Ainda tinha a capacidade de apresentar a janelinha entre os genuínos lábios. Vê-la sorrir era encantador, era como ter as portas da alma abertas para o sol. Brincava na rua, gritava, esperneava. Não me irritava os ouvidos. Ela podia. A garota podia tudo. Seu sorriso, um candelabro. Ali não se apagava nunca as chamas da pureza. Nem mesmo quando suas lágrimas ousavam molhá-las. “O que houve, minha pequena?”, perguntei um dia quando a menina chorava e derretia a minha alma.

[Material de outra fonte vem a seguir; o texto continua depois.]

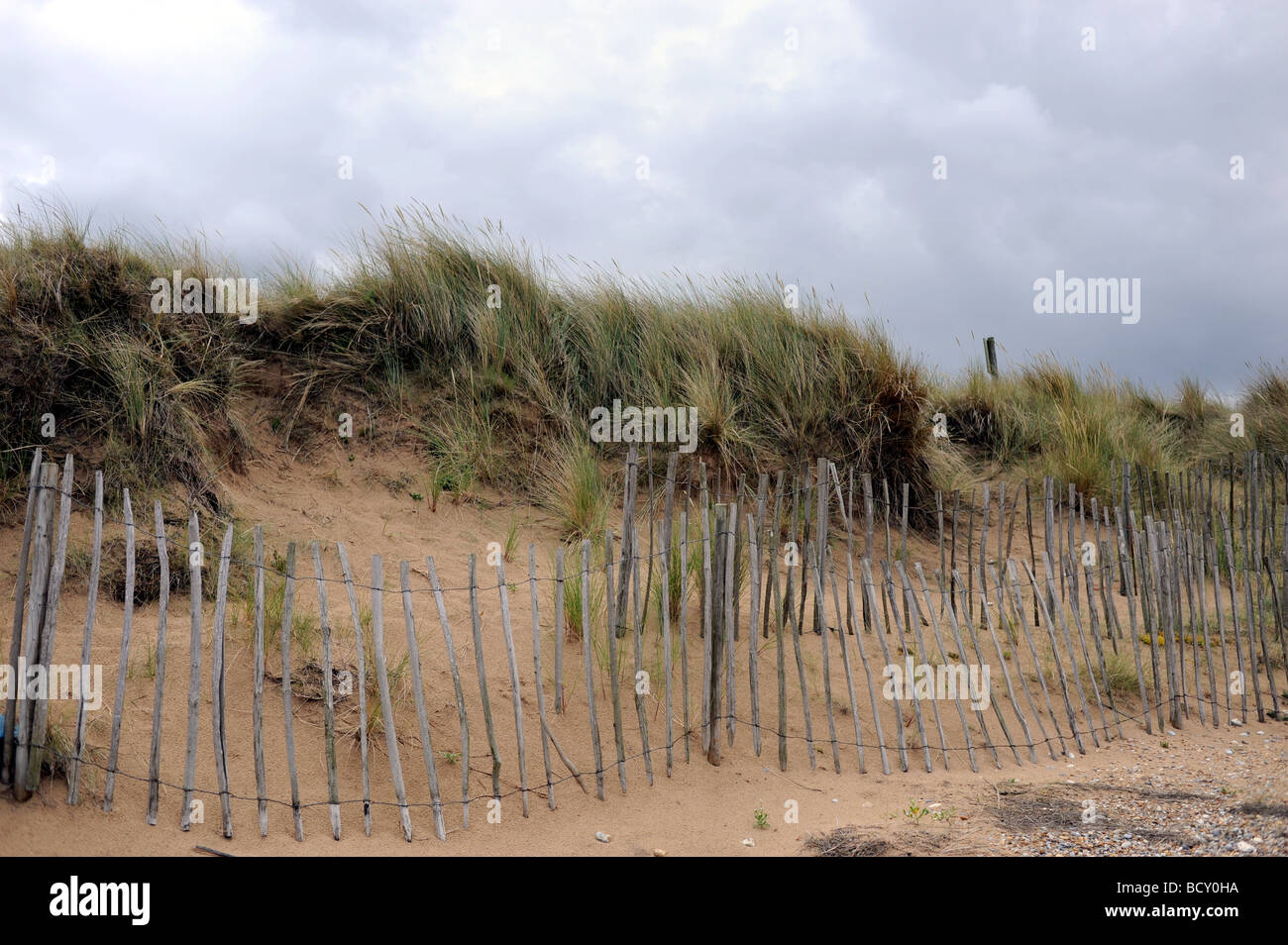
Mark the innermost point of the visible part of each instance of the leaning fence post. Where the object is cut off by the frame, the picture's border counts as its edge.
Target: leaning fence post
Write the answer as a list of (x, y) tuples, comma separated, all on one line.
[(20, 597), (217, 685), (426, 746), (189, 766), (48, 626), (386, 705), (287, 711), (159, 690), (88, 639)]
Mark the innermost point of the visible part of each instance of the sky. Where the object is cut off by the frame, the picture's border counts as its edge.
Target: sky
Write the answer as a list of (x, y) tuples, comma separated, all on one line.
[(926, 163)]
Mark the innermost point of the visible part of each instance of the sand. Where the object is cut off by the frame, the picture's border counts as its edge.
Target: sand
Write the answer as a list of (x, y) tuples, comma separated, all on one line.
[(697, 810)]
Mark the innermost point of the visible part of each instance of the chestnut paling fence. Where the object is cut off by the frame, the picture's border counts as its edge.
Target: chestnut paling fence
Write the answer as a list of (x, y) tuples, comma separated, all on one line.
[(1160, 608)]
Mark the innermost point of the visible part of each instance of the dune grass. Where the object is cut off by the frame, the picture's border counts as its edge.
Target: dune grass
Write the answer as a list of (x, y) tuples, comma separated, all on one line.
[(1052, 419), (496, 357), (153, 396)]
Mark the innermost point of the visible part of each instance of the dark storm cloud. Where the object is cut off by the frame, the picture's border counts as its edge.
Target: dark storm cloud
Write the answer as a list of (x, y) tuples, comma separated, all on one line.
[(781, 138)]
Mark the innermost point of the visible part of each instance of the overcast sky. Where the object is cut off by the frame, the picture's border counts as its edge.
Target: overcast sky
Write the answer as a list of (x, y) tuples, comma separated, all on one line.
[(787, 140)]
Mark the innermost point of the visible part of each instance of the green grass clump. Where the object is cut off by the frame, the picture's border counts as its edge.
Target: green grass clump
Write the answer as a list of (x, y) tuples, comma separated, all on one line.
[(150, 396)]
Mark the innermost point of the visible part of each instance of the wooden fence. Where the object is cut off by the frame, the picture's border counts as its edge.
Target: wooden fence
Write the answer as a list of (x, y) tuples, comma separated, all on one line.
[(771, 588)]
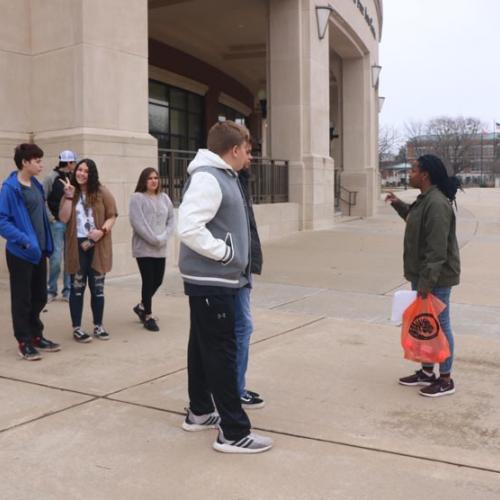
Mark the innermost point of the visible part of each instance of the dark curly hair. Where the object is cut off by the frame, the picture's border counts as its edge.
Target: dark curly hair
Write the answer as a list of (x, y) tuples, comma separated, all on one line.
[(438, 175), (93, 183)]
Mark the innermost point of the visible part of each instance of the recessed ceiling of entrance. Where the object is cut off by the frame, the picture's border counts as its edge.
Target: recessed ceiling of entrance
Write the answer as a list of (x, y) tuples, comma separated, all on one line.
[(228, 34)]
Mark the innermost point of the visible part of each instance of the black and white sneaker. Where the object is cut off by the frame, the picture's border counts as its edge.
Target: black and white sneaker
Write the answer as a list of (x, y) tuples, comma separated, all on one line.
[(253, 443), (80, 336), (249, 401), (28, 352), (46, 345), (100, 333), (418, 378), (141, 313), (193, 423), (440, 387)]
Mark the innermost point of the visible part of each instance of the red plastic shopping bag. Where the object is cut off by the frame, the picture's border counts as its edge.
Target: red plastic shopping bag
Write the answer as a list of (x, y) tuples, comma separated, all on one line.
[(422, 337)]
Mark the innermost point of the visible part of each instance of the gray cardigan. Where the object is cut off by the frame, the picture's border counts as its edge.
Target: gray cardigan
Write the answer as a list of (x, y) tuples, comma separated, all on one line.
[(152, 220)]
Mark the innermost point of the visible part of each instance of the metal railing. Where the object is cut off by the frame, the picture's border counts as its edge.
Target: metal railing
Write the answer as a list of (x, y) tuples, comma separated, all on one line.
[(268, 180)]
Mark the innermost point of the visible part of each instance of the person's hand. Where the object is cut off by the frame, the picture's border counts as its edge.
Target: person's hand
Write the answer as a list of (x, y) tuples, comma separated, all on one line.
[(96, 234), (391, 197), (69, 189)]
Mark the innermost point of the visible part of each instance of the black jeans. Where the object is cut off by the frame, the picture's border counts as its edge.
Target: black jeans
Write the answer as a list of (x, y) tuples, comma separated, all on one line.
[(212, 363), (152, 270), (28, 296), (78, 284)]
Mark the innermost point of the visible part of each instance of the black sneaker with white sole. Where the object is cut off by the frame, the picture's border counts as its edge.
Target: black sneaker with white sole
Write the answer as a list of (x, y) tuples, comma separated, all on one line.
[(28, 352), (193, 423), (440, 387), (80, 336), (46, 345), (418, 378), (253, 443), (249, 402)]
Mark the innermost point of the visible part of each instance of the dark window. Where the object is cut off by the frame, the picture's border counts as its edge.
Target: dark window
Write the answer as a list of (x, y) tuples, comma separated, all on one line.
[(227, 113), (175, 117)]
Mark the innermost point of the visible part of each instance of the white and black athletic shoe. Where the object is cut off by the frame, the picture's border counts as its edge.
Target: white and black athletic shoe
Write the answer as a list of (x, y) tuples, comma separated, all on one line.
[(193, 423), (253, 443), (80, 336), (249, 401)]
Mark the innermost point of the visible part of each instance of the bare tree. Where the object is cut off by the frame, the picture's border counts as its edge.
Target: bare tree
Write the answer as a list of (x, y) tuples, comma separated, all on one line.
[(389, 140), (452, 139)]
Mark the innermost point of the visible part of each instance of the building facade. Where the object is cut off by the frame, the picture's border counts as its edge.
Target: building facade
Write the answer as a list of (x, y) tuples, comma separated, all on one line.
[(125, 81)]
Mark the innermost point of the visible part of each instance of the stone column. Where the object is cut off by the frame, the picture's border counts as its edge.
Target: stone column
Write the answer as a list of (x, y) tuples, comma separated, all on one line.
[(298, 103), (359, 135), (88, 91)]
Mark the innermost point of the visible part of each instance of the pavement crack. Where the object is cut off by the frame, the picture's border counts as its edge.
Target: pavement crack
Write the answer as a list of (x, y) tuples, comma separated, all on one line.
[(380, 450)]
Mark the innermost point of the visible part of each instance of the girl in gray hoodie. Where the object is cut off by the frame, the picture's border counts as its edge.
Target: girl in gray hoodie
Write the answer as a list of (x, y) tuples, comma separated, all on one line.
[(151, 215)]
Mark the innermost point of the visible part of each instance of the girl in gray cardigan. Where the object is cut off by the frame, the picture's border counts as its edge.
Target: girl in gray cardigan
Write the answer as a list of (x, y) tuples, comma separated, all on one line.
[(151, 215)]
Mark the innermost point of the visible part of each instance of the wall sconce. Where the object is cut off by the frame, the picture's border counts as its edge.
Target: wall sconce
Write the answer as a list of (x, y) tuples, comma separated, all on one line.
[(262, 97), (333, 132), (322, 17), (376, 69), (381, 101)]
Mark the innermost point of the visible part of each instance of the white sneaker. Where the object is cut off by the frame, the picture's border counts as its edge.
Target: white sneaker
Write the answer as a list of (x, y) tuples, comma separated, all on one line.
[(253, 443), (194, 422)]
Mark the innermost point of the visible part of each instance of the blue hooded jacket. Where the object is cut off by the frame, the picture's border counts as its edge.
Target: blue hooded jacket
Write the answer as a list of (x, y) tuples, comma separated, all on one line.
[(15, 222)]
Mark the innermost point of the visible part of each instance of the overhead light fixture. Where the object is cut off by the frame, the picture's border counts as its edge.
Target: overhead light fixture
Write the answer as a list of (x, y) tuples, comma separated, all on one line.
[(376, 69), (381, 101), (322, 17)]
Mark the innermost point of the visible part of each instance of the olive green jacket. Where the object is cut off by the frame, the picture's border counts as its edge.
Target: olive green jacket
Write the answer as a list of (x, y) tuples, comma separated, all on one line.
[(431, 255)]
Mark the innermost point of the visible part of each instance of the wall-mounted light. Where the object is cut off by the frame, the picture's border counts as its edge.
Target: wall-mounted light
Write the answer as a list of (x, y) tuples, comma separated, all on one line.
[(262, 97), (376, 69), (333, 132), (322, 17), (381, 101)]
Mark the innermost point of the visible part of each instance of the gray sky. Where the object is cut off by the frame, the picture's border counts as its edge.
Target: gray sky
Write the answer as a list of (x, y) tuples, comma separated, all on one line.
[(440, 57)]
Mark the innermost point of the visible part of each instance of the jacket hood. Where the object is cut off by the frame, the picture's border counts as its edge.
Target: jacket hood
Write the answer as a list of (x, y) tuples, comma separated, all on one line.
[(206, 158)]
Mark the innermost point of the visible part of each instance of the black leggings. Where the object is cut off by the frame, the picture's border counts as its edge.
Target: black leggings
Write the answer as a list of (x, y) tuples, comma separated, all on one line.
[(152, 270), (78, 285)]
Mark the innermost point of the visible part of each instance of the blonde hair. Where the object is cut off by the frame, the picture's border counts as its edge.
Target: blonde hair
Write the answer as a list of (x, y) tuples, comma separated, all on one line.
[(223, 136)]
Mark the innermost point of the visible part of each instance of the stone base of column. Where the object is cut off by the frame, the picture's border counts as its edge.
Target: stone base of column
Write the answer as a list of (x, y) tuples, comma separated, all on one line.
[(120, 157), (311, 186), (365, 183)]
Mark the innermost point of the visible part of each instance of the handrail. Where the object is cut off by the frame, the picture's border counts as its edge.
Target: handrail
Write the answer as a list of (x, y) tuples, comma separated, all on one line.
[(351, 198)]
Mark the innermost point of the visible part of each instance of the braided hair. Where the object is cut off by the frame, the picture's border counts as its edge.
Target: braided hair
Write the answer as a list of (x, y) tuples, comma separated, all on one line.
[(438, 175)]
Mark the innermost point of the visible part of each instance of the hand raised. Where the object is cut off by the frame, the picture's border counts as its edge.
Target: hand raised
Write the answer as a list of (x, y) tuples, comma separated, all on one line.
[(69, 189)]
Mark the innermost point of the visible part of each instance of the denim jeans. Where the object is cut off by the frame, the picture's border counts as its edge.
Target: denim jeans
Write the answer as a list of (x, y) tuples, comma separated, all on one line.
[(243, 329), (58, 230), (443, 294), (78, 284)]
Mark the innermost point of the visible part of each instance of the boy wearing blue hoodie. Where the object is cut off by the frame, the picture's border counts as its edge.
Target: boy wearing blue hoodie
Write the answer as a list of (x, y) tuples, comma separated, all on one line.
[(25, 226)]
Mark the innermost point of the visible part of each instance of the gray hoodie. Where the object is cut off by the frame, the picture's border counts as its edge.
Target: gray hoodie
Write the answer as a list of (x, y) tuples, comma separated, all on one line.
[(213, 225)]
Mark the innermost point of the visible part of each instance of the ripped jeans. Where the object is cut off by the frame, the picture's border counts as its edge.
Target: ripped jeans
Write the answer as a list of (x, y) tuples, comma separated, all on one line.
[(78, 285)]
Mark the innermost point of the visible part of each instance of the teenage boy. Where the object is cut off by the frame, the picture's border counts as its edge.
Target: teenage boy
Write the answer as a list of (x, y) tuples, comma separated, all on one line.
[(54, 191), (25, 226), (243, 314), (214, 231)]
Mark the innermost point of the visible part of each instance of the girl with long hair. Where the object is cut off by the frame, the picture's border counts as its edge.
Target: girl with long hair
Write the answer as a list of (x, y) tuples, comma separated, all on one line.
[(151, 215), (89, 210), (431, 256)]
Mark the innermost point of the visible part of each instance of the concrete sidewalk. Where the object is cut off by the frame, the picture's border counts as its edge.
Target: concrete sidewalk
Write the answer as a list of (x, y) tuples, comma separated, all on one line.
[(102, 420)]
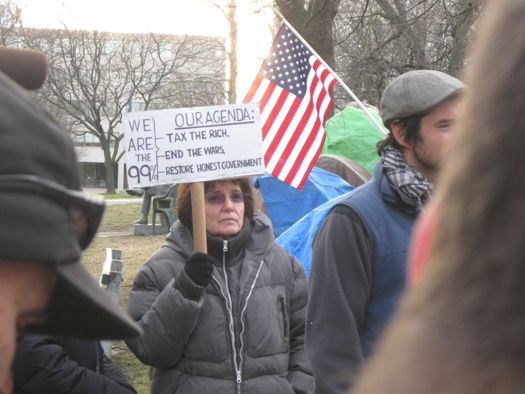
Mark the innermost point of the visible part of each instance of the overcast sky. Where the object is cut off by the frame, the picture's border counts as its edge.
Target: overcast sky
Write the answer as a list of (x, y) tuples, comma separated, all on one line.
[(160, 16)]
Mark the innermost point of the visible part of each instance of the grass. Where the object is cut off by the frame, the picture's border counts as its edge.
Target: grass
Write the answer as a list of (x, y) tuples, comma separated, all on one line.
[(135, 251)]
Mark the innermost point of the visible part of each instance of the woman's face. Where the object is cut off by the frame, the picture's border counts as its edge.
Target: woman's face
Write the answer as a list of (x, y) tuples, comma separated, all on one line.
[(224, 205)]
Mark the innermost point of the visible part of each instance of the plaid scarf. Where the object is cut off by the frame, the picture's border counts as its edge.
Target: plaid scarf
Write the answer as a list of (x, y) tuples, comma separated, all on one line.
[(412, 186)]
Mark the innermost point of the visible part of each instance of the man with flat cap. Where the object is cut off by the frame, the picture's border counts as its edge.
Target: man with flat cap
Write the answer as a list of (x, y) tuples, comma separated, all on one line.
[(359, 252), (45, 223)]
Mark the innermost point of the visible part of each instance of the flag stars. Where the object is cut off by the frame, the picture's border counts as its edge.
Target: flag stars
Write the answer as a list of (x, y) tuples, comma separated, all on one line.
[(288, 65)]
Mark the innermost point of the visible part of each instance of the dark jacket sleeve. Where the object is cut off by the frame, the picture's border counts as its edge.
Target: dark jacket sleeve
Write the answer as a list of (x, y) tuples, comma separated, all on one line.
[(42, 366), (114, 373), (167, 316), (340, 285), (299, 370)]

- Meu gatinho morreu e já está virando noite. Eu sinto medo do escuro, moça. Mas com o meu gatinho, Pipoca, eu não sentia. Estava segura. Ele espantava os monstros.
- Mas, meu anjo, Pipoca ainda está com você.
- Como?
- Quando sentir medo vá até a janela. Sabe aqueles pontinhos brilhantes que vemos no céu?
- Sim. Minha mãezinha disse que são minha vovó, meu vô, minha dindinha, montão de gente...
- Sério? Que bom que já sabe disso. Seu Pipoca, agora, também está ali. Do céu cuidará de você. E sempre iluminará suas noites. Nenhum monstro ousará ficar perto de você.
- Você jura, moça?
- Juro. – digo beijando o entrelaço de meus dedos.
Mesmo triste, a menina não deixava de me iluminar, seu sorriso não se apagava. As flores não se entristeciam, não murchavam. O inverno parecia não chegar, o seco do outono também. Era sempre verão. Sempre aquecedor. Os sonhos se faziam infinitos. A menininha tinha a imagem leve, livre. Tinha uma alma de peito aberto. Esbanjava a graça que lhe era dada. P’ra minha voz, um alento. Tinha o espírito puro, de saber dar e receber o amor verdadeiro. Tinha a alma da raposa, amiga do Pequeno Príncipe, e jurava ser eternamente responsável por quem cativava. Devia ter menos de um metro – exagero meu! Tinha um amigo imaginário, um primeiro amor e dizia-se enamorada da dança. A garota tinha um ar de menina-mulher. Nas semelhanças de nossos traços, encontrei as diferenças. Nas suas, poucas já derramadas, lágrimas encontro algo de mim. A garota tinha no peito um pedaço meu. Mas tinha um tal de pintalainhasólamingola que só ela tinha. Um bem-me-quer-mal-me-quer metricamente calculado para acabar bem só dela.